Reviews add credence. Good reviews on your products, service, and company mean that lots of people are clicking through, spending time, and telling Google that your site is reliable, and worth a visit. Because Google strives to produce both safe, and relevant content, having lots of reviews is a great way to fast-track your SEO rankings.
This is the prefix preceding the URL in the address bar. It stands for Hypertext Transfer Protocol Secure. What it means is that your site is safe. It’s the secure channel that allows your browser to communicate with websites. If you try visiting a site without one and you’ve got uptight web security, or if you’re on your phone, then you’ll likely find that you get stopped because the site is supposedly stealing your data. It’s not - well, it might be - but what Google is saying is that without this certificate, it could. Sites lacking one of these will get slammed in search results so I recommend grabbing one if you don’t already.

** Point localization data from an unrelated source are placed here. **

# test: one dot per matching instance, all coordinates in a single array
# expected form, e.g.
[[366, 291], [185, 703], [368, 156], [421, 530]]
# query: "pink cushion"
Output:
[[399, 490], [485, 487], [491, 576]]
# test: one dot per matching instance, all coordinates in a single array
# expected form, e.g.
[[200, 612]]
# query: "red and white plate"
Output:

Strategy is key. Research, plan, execute. Start small. You won't beat Etsy or eBay to the post your first day in the saddle. Find some smaller competitors, aim local, take your time. Make sure to fill your site up with oodles of great content that keeps hitting your keywords. If Google is looking for relevant and reliable, then be those things. You can’t trick it into listing you first - and there’s no point trying. SEO works this way, and no amount of pouting will help. All you can do is play the game, or learn to be contented with being on the dreaded 'Page 2' of search results. Yikes.